L’auteur présumé de la fusillade qui a coûté la vie à deux personnes et fait 14 blessés dimanche à Austin, au Texas, avait publiquement exprimé des « opinions pro-régime iranien » sur les réseaux sociaux, selon l’organisation SITE Intelligence Group, spécialisée dans la surveillance des groupes jihadistes.
Un citoyen américain d’origine sénégalaise
Bien que les autorités n’aient pas officiellement confirmé son identité, le tireur a été identifié par cette organisation et plusieurs médias américains comme étant Ndiaga Diagne, un citoyen américain d’origine sénégalaise. Il a été abattu sur place par des policiers.
Une photo diffusée sur X par l’élu républicain du Texas Chip Roy montre le suspect armé d’un fusil et vêtu d’un sweat-shirt portant l’inscription « propriété d’Allah ».
Selon le SITE Intelligence Group, Ndiaga Diagne avait affiché des « opinions pro-régime iranien et une haine envers les dirigeants israéliens et américains » dans des publications sur Facebook partagées entre 2017 et 2019. Il avait également publié une photo de lui tenant ce qui semble être un fusil d’assaut.
Deux morts et 14 blessés
Survenue dans la nuit de samedi à dimanche aux abords du Buford’s, un bar situé dans une zone animée du centre-ville d’Austin, capitale du Texas, l’attaque a fait au moins deux morts et 14 blessés.

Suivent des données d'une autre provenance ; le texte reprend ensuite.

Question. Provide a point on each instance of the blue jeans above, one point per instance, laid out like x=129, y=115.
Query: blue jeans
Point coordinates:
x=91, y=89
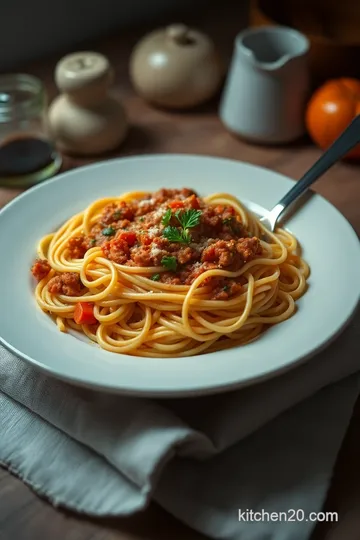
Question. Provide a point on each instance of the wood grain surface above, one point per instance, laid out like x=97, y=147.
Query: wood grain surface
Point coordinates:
x=25, y=516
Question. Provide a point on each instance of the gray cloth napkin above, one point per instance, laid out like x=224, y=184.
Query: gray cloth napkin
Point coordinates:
x=264, y=448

Trois d’entre eux se trouvaient toujours dans un état critique dimanche matin, ont déclaré les autorités.
La piste terroriste privilégiée
Le FBI avait estimé plus tôt dimanche qu’il pourrait s’agir « d’un acte de terrorisme ». « Il est encore beaucoup trop tôt dans l’enquête pour déterminer une motivation précise, mais il y avait des éléments sur le suspect et dans son véhicule qui indiquent un lien potentiel avec le terrorisme », a affirmé lors d’une conférence de presse Alex Doran, responsable du bureau du FBI de San Antonio, sans préciser la nature de ces éléments.
La porte-parole de la Maison Blanche, Karoline Leavitt, a annoncé sur X que Donald Trump était tenu informé de la situation.
Contexte de tensions avec l’Iran
L’attaque s’est produite quelques heures après le lancement samedi d’une intense campagne de frappes israélo-américaines contre l’Iran, qui ont notamment tué le guide suprême du pays, Ali Khamenei, alimentant la crainte d’attentats en représailles aux États-Unis.
Le directeur du FBI, Kash Patel, a annoncé avoir placé ses équipes de lutte contre le terrorisme et de renseignement « en état d’alerte maximale ».
« À quiconque envisagerait d’utiliser le conflit actuel au Moyen-Orient pour menacer les Texans ou nos infrastructures critiques, que les choses soient claires : le Texas répondra avec une force décisive et écrasante pour protéger notre État », a réagi le gouverneur républicain Greg Abbott dans un communiqué publié après l’attaque.
Les autorités du Texas avaient annoncé samedi déployer des militaires réservistes pour « protéger (les) citoyens et les infrastructures critiques contre toute menace potentielle de représailles ».
Le déroulement de l’attaque
La cheffe de la police d’Austin, Lisa Davis, a déclaré lors d’une conférence de presse dimanche que les forces de l’ordre avaient reçu un appel à 01h58 signalant des coups de feu autour du Buford’s, un bar situé dans une artère très fréquentée de la ville.
Rapidement sur place, les policiers « ont été confrontés à l’individu armé et trois de nos officiers ont riposté, tuant le suspect », a-t-elle déclaré.
L’assaillant, qui circulait à bord d’un SUV, a d’abord ouvert le feu contre des clients de l’établissement par la fenêtre de son véhicule. Il s’est ensuite arrêté, en est sorti, et a commencé à tirer dans la rue sur des passants avant d’être abattu par les policiers.
« Il ne fait aucun doute dans mon esprit que la réaction rapide des policiers et de notre personnel médical d’urgence (…) a fait la différence et a sauvé des vies », a salué le maire d’Austin, Kirk Watson, pendant la conférence de presse.
Parlant d’un événement « qui a causé un traumatisme important à (sa) ville », l’édile a adressé ses « pensées » aux victimes et à leurs familles.